Tuesday, May 3, 2011

To attach() or not attach(): that is the question

R objects that reside in other R objects can require a lot of typing to access. For example, to refer to a variable x in a dataframe df, one could type df$x. This is no problem when the dataframe and variable names are short, but can become burdensome when longer names or repeated references are required, or objects in complicated structures must be accessed.

The attach() function in R can be used to make objects within dataframes accessible in R with fewer keystrokes. As an example:

ds = read.csv("http://www.math.smith.edu/r/data/help.csv")
names(ds)
attach(ds)
mean(cesd)
[1] 32.84768

The search() function can be used to list attached objects and packages. Let's see what is there, then detach() the dataset to clean up after ourselves.

search()
> search()
[1] ".GlobalEnv" "ds" "tools:RGUI" "package:stats"
[5] "package:graphics" "package:grDevices" "package:utils" "package:datasets"
[9] "package:methods" "Autoloads" "package:base"
detach(ds)

As noted in section B.4.5, users are cautioned that if there is already a variable
called cesd in the local workspace, issuing attach(ds), may not mean that cesd references ds$cesd. Name conflicts of this type are a common problem with attach() and care should be taken to avoid them.

The help page for attach() notes that attach can lead to confusion. The Google R Style Manual provides clear advice on this point, providing the following advice about attach():
The possibilities for creating errors when using attach are numerous. Avoid it.

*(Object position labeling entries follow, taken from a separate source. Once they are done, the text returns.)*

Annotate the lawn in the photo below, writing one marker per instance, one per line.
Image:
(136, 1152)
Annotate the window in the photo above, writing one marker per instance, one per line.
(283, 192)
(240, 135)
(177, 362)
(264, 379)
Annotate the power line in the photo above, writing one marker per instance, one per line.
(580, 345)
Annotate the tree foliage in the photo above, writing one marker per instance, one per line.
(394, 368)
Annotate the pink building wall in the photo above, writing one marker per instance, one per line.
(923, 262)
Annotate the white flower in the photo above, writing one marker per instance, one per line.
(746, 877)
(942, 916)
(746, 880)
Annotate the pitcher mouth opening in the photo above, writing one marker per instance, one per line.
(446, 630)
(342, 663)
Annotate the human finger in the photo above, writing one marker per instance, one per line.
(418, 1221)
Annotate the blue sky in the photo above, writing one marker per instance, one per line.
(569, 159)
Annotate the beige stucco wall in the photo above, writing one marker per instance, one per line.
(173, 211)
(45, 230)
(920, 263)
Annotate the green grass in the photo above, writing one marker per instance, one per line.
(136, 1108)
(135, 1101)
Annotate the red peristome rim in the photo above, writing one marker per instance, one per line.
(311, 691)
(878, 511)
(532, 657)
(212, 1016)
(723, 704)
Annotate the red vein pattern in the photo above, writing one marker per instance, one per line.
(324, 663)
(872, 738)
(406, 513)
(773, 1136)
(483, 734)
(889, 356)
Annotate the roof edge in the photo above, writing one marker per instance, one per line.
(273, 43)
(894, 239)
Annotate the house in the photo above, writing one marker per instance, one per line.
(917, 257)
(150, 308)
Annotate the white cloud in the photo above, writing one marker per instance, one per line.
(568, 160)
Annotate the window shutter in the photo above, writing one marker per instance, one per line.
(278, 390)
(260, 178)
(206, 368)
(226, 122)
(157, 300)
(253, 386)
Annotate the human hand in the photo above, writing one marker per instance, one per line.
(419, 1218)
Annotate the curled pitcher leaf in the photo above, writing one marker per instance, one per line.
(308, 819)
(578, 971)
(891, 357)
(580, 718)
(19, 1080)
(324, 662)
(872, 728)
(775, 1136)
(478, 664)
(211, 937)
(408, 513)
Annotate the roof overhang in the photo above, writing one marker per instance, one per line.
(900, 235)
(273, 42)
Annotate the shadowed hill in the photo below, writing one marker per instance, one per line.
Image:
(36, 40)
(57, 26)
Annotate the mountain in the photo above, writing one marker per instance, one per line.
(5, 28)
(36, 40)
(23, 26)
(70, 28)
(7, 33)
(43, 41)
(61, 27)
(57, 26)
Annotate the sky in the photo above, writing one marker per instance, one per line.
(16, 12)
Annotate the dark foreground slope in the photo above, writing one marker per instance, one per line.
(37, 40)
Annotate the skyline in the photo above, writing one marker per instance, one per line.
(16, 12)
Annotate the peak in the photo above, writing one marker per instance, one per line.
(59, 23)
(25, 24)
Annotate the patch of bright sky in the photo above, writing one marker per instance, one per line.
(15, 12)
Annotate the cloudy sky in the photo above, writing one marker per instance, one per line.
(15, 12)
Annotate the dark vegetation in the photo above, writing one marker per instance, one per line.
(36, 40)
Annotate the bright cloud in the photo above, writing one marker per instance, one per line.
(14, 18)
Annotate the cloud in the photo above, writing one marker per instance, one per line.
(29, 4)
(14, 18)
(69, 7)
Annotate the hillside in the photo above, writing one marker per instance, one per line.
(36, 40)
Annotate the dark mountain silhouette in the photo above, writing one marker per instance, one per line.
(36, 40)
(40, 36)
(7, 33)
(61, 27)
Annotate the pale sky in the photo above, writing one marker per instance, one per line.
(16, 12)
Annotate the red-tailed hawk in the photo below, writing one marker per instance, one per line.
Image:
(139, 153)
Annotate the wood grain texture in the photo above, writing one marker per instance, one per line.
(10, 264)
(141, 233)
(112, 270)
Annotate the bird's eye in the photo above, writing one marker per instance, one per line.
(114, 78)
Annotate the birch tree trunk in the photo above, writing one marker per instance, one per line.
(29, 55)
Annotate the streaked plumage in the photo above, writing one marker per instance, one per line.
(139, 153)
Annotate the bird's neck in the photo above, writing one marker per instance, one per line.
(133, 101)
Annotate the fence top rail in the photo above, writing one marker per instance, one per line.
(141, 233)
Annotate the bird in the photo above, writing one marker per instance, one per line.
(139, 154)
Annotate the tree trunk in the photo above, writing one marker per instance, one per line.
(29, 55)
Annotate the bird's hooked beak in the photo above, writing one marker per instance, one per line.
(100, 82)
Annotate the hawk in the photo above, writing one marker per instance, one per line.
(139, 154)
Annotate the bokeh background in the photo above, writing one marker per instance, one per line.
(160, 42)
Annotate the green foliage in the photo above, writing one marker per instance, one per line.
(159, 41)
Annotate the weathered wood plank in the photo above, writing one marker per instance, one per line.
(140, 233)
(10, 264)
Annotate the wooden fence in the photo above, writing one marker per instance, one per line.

After being burned by this one too many times, we concur.

So what options exist for those who decide to go cold turkey?

  1. Reference variables directly (e.g. lm(ds$x ~ ds$y))

  2. Specify the dataframe for commands which support this (e.g. lm(y ~ x, data=ds))

  3. Use the with() function, which returns the value of whatever expression is evaluated (e.g. with(ds,lm(y ~x)))

  4. (Also note the within() function, which is similar to with(), but returns a modified object.)


Some examples may be helpful.

> # fit a linear model
> lm1 = lm(cesd ~ pcs, data=ds)

> mean(ds$cesd[ds$female==1]) # these next three are equivalent
[1] 36.88785
> with(ds, mean(cesd[female==1]))
[1] 36.88785
> with(subset(ds, female==1), mean(cesd))
[1] 36.88785

In short, there's never an actual need to use attach(), using it can lead to confusion or errors, and alternatives exists that avoid the problems. We recommend against it.

In SAS, all procedures use the most recent data set or must reference a data set explicitly. Very roughly speaking, using attach() in R is like relying on the implicit use of the most recent data set. Our recommendation against attach() thus mirrors our use of the data= option throughout our books.

7 comments:

Henrik Bengtsson said...

To copy the elements of a data.frame, a environment or a list to the current environment (either locally inside a function or the global env), see attachLocally() of R.utils. It does not mess with the search() path.

My $.02

AJ Cann said...

OK, you've convinced me to get rid of attach() on StatsBytes (http://www.microbiologybytes.com/statsbytes). But:

> datatoplaywith = read.csv("http://www.microbiologybytes.com/statsbytes/datatoplaywith.csv", header=TRUE, sep=",")
> datatoplaywith
really boring data
1 1 1 0.752
2 2 17 0.860
3 3 289 0.266
4 4 4913 0.932
5 5 83521 0.629
6 6 1419857 0.831
7 7 24137569 0.131
8 8 410338673 0.383
9 9 6975757441 0.249
> names(datatoplaywith)
[1] "really" "boring" "data"
> min(really, data=datatoplaywith)
Error: object 'really' not found
> min(really, data="datatoplaywith")
Error: object 'really' not found
>
> # But:
>
> attach(datatoplaywith)
> min(really)
[1] 1

How do I get this to work without attach?

Ken Kleinman said...

Not all functions accept the data= option. But AFAIK all will work with the with() function:

> with(datatoplaywith, min(really))
[1] 1

AJ Cann said...

That's a shame. For the students I'm aiming at the syntax of with() is going to be pretty confusing, and telling them to use one syntax for some commands and another for others is a non-starter. I may have to stick with attach().

Ken Kleinman said...

I agree attach() is a lot simpler. And I don't even both with data=, myself.

I don't think with() should be too hard, though, really.

richierocks said...

Don't forget the transform function!

I wrote about this issue last week; apologies for shameless self-promotion:

http://4dpiecharts.com/2011/04/29/friday-function-triple-bill-with-vs-within-vs-transform/

The time taken to learn how to use with or within or transform is less than the time taken to debug the mess you make by using attach.

Ken Kleinman said...

Hi Richie-- Funny coincidence that we posted on this so shortly after you had. (FTR, Nick started this post a couple of months ago.)

Do you think there's any practical advantage to using transform() instead of within()?